[Date Prev][Date Next][Thread Prev][Thread Next][Date Index][Thread Index]

Re: [HTCondor-users] Job Realtime output file




On Sat, 9 Mar 2013, Guillermo Marco Puche wrote:

I know those directives are SGE directives. From my pov is SGE handles job he must be able also to handle it's own error and output logs.

The trouble here is that SGE is being handed, for a number of hard reasons, a russian doll of scripts to execute. Your job is the smallest doll, while the -o and -e directives (and yes, you are overriding the directives set by default by 'bosco') apply to the outermost doll. It's very likely that stdout and stderr are already being diverted at inner layers. If you'd really like to see streaming stdout from your job, your best option (until we have some form of out-of-the-box Condor 'standard universe' for 'grid' or 'vanilla' universe jobs, which would indeed come in handy for many other applications) is probably to set up some form of remote I/O yourself.

If you have at least outbound network connectivity from the worker nodes to the submit node you could try using 'chirp' (a standalone incarnation of the Aitch-Tee-Condor Remote I/O protocol, which may eventually be "re-"integrated into the 'grid' universe as the remote I/O method of choice).

In its simplest form:

0) Grab and install 'cctools', and make it available on the submit
   and worker nodes.
   http://www.cse.nd.edu/~ccl/software/download.shtml
   (the site seems to be down right now)

1) Start chirp_server on the submit node (will bind on port
   9094 by default, use *no* authentication/authorisation and
   write files in the current directory).

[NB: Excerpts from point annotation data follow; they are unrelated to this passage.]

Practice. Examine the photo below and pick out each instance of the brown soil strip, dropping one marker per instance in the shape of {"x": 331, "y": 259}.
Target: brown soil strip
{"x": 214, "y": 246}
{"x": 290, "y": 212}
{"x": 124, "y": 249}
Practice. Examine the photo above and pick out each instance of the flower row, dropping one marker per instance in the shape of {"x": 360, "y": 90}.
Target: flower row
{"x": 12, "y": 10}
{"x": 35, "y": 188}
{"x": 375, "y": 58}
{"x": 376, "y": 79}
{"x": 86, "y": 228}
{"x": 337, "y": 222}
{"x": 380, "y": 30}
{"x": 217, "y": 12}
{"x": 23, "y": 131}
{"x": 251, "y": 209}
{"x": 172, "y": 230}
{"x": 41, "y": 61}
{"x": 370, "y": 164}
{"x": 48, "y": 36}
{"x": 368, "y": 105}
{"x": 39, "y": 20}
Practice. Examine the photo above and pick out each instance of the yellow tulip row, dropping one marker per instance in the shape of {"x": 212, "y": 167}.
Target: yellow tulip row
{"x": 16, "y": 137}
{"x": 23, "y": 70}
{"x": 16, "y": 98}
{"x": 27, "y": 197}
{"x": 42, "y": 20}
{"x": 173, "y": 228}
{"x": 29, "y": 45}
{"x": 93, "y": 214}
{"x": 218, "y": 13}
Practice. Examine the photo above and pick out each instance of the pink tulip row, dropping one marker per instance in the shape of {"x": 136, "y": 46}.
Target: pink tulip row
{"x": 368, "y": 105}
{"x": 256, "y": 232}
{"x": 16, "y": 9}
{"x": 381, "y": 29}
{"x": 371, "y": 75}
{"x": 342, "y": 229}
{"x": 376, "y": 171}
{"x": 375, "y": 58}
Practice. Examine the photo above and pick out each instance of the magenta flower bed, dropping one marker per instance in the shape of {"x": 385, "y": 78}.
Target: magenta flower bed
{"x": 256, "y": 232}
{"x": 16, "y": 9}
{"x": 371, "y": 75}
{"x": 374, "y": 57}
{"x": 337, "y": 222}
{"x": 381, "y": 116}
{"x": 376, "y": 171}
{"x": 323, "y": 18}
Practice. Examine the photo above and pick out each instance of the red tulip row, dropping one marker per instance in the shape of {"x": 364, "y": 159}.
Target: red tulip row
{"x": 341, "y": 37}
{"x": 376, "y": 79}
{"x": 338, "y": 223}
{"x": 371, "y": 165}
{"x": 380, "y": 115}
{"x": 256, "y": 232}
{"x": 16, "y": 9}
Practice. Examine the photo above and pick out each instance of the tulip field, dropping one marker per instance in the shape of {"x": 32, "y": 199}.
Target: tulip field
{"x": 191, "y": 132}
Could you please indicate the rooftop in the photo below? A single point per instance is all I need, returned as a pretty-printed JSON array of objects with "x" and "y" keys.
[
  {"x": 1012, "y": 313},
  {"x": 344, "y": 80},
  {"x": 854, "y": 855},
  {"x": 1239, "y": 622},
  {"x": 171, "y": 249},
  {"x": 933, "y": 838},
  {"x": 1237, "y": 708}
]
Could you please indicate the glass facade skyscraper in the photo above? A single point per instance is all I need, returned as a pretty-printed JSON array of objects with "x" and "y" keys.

2) Run your payload on the worker nodes with
   ./payload |tee chirp_put -t -1 -b 4096 - submit_node.domain my_job_output.$$

You should then be getting a streaming update (with 4kB buffering, which is pretty much the minimum you can get by default from fstreams) of the stdout of your job(s) as 'my_job_output.script_PID' on submit_node.domain, in the directory from which you started chirp_server.

There are countless variations of this scheme (add authentication/authorisation, send the 'chirp_put' executable along with the job if you cannot install it on the worker nodes, use a different naming scheme, run the job via 'parrot', etc.) but it should serve your basic need in any environment.

Does this still make sense ?

Francesco Prelz
INFN-MI